Consider the multiplicative group of upper triangular $3\times 3$ matrices with entries in $\mathbb{Z}/p^n\mathbb{Z}$ with $1$s in the diagonal. Multiplication is given by $$\left(\begin{array}{ccc} 1&a&c\\ 0 & 1 & b\\ 0 & 0 & 1\end{array}\right) \left(\begin{array}{ccc} 1 & \alpha & \gamma\\ 0 & 1 & \beta\\ 0 & 0 & 1 \end{array}\right) = \left(\begin{array}{ccc} 1 & a+\alpha & c + \gamma + a\beta\\ 0 &1 & b+\beta\\ 0 & 0 & 1\end{array}\right).$$ This is a nilpotent group of order $p^{3n}$ and class $2$. The commutator subgroup is generated by the matricx with $a=b=0$, $c=1$.

If you let $x$ be the matrix corresponding to $a=1$, $b=c=0$; and $y$ the matrix corresponding to $a=c=0$, $b=1$, then $[x,y]=x^{-1}y^{-1}xy$ is the matrix with $a=b=0$, $c=1$, which has order $p^n$. In particular, if $n\gt 1$, then $[x,y]^{p(p-1)/2}\neq e$.

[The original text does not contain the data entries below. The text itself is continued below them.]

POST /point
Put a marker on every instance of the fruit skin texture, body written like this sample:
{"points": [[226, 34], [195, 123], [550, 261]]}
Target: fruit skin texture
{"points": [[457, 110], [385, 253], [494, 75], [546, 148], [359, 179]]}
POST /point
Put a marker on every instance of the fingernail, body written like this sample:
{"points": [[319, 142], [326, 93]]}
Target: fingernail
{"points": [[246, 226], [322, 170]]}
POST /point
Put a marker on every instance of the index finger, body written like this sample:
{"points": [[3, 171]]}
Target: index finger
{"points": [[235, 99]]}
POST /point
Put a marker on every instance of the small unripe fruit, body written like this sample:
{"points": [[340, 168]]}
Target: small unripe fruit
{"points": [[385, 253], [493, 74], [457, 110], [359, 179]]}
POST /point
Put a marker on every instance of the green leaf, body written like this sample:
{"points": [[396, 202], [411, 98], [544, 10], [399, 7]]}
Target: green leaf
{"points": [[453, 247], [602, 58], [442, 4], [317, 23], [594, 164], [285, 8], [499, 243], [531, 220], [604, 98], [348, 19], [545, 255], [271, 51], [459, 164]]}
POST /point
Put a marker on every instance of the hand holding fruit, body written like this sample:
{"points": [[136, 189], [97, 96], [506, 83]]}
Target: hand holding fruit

However, it is not necessary to show the commutator is trivial. As you already computed, in a nilpotent group of class at most $2$, we have $$ (xy)^n = x^n y^n [y,x]^{n(n-1)/2}.$$

So, to show that $A$ is a subgroup, we note that $e^p=e\in A$; that if $x^p\in $, then $(x^p)^{-1} = (x^{-1})^p\in A$. And then the hard one: showing that the product of two $p$th powers is a $p$th power. Suppose $x^p,y^p\in A$. Then, as previously computed we have: $$\begin{align*} (xy)^p &= x^py^p[y,x]^{p(p-1)/2}\\ (xy)^p[x,y]^{p(p-1)/2} &= x^py^p\\ (xy)^p\left([x,y]^{(p-1)/2}\right) &= x^py^p. \end{align*}$$ To finish off, we note that since $[x,y]^{(p-1)/2}$ commutes with $xy$ (in fact, it is central), then $$ \left( (xy)[x,y]^{(p-1)/2}\right)^p = (xy)^p[x,y]^{p(p-1)/2} = x^py^p.$$ Thus, $x^py^p$ is equal to a $p$th power, and hence lies in $A$. Thus, $A$ is closed under products, and we are done.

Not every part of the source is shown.